I love to create art, repurpose furniture, take pictures, paint rooms, and sew.  It’s not because I ever took any more than a middle school exploratory course though.  It’s because my parents valued the freedom of creative expression.  They rolled out butcher paper all the way down their coffee tables and gave us buckets of crayons and markers, scissors and glue. God bless them and the mess we made.  They let us bang on pots and pans.  They never said the piano was off-limits.  (I feel like I probably draw more lines, so to speak, in this area as noise on top of noise on top of noise is a bit wearing…)  They framed our pictures, our drawings, our poems.  They expressed interest and joy in our art-making.

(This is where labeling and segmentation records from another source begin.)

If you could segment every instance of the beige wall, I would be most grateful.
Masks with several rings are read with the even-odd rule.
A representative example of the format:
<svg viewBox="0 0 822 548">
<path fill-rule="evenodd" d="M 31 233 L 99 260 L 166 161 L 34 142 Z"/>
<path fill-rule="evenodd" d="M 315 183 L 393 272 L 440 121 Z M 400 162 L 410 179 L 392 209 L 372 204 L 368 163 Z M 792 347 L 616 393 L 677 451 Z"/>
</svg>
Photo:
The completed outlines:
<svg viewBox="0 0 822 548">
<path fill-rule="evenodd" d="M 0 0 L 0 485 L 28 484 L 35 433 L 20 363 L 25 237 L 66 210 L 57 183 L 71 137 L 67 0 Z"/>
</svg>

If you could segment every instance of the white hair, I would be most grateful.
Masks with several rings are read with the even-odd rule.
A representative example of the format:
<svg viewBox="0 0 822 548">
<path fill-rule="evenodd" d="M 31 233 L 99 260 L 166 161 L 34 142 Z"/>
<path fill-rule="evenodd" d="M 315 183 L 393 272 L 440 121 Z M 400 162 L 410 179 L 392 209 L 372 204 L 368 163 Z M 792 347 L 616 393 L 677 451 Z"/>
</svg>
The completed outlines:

I love making music.  It’s honestly not because my start was very lesson-focused either.  It’s because there was a true LOVE of music in my home.  We were always hearing music and/or playing with whatever instruments was/were around.  This isn’t to say that there was always someone in the household that was a musician.  I can remember spending long periods of time at my Grandmother’s in the summer (more on times at my Grandmother’s HERE) practicing hymns on the piano while she did chores around the house.  She was not musical, but it brought her immense joy just to hear us play.

Now, can lessons provide fantastic guidance?  Absolutely.  Have I taken lessons in many-a-thing to learn it or advance in it?  Of course. Dance, gymnastics, tennis, music, academics, etc. (Honestly, how could anyone forget standing on dark pavement in the dead heat of summer practicing tennis without one dang tree to offer shade? Just one tree people, c’mon…  It was torturous, quite frankly.)  The thing is, that, the things I stuck with are the things that had joy attached – whether it was from someone modeling it or someone reveling in it.  

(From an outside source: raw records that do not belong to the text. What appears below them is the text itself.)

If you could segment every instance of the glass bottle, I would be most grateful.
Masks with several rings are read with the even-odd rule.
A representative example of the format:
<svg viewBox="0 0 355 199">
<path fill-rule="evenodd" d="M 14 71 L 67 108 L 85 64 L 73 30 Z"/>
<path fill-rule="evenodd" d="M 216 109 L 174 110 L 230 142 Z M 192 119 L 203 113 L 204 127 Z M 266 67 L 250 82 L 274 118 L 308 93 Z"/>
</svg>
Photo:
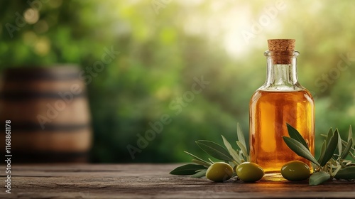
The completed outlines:
<svg viewBox="0 0 355 199">
<path fill-rule="evenodd" d="M 290 161 L 300 160 L 284 143 L 288 136 L 286 123 L 295 127 L 306 141 L 311 153 L 315 151 L 315 104 L 308 90 L 297 77 L 295 40 L 268 40 L 267 77 L 250 100 L 250 155 L 251 161 L 262 166 L 264 178 L 282 181 L 281 167 Z"/>
</svg>

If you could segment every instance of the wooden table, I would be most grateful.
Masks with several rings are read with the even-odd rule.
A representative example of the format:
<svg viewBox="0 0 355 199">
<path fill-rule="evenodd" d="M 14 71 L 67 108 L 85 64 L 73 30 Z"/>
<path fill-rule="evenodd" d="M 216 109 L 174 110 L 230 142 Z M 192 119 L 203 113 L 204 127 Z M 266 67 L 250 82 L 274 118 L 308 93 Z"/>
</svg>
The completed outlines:
<svg viewBox="0 0 355 199">
<path fill-rule="evenodd" d="M 215 183 L 168 173 L 180 164 L 11 165 L 11 193 L 0 167 L 0 198 L 352 198 L 354 181 Z"/>
</svg>

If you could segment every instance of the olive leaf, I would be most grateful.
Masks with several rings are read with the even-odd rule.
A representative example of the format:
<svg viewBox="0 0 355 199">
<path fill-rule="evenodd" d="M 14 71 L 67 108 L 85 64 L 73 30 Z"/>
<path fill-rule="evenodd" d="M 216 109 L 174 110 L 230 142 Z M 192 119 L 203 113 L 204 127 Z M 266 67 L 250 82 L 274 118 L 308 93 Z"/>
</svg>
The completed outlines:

I feel like our culture has a very – “let’s throw enough mud on the wall and some of it might stick” mentality about activities.  Sign up for as many things as possible – girl scouts (actually, it’s pre-girl scouts, it’s brownies, no wait, it’s Daisies), soccer (better start at 3 months or they’ll never make a travel team in jr high), cello (are you sure she can carry it?  she is only 4, after all…), Mandarin immersion, swimming, tae kwon do, glass-blowing, organ-grinding, basket-weaving, you get the idea. Parents drop off, kids get forced to practice, no mud sticks.  The thing is, in my OPINION,  that these lessons are missing a very important component.  Are you, as a family, modeling that there is joy in the process?  Joy in the watching, the learning, the history, the community?

When we were little, we would give my Dad an Orville Redenbacher jar each Christmas (I tried to buy one for him a few years back, but, alas, glass much be too much of a liability now… I settled for a new plastic one) and it was filled with song titles.  We would draw names out of the jar and he would play piano while we sat and listened.  Maybe we were older?  Maybe times were slower?  Maybe, maybe, maybe?  Who knows?  Seems like that would be hard to pull off these days.

McBaby #1 starts violin lessons tomorrow morning.  While the McBabies tinker with hit drums, guitars, shakers, and the piano all the time – with or without us, this will be the first “formal” training we’ve tried on an instrument.  She got to pick the instrument based on our listening to various albums and her telling us what she loved.  She loved Alison Krauss, Dixie Chicks, and her soon-to-be violin teacher from Alanna Story.  She wants to fiddle around. We are all excited about it. 

I don’t know if any of this helps you answer this question for yourself, but I want to encourage you… if you have your child in swim lessons, be the kind of parent that isn’t afraid to get in the pool AND get your hair wet.  If you desire that your child find their artistic side, don’t be afraid to let them shoot with your digital camera (or get them a cheap one).  If you want your child to value eating healthy foods and respecting the earth or animal from which it came, don’t be afraid to let them get flour all over your kitchen or to try new foods yourself… maybe even what they make?

Right now, here is what “lessons” look  like in our family… I treasure this little video of Joey that totally surprised me and wasn’t planned out.  The trait of mine that I’m most thankful I’ve passed on to my children is that they all (even McBaby #3) sing while they’re doing stuff.  That means there are often 4-ish voices humming their own little tunes simultaneously throughout our home.  Here is some mud that stuck…

Would love to hear your feedback!  What’s worked for you?  What signs have told you it’s the right time?  How do you participate in the joy of lessons?

Peace,

Sarah

 

 

6 Comments

  1. Austin’s tried baseball, Boy Scouts, and Tae-Kwon-Do (I think that’s what it was called LOL). He’s said he wanted to do these things before his dad signed him up. Baseball ended up being too boring for him. We were hoping the scouts and martial arts would help with behavior issues but there wasn’t any change. Now he just wants to be on the computer all the time but still says he wants to be a cooking cop.

  2. Nice read Sarah. I just started reading Ricky Skaggs new book “Kentucky Traveler”, and he kind of shares the same message. Nature and nurture trump structure and pressure all day long.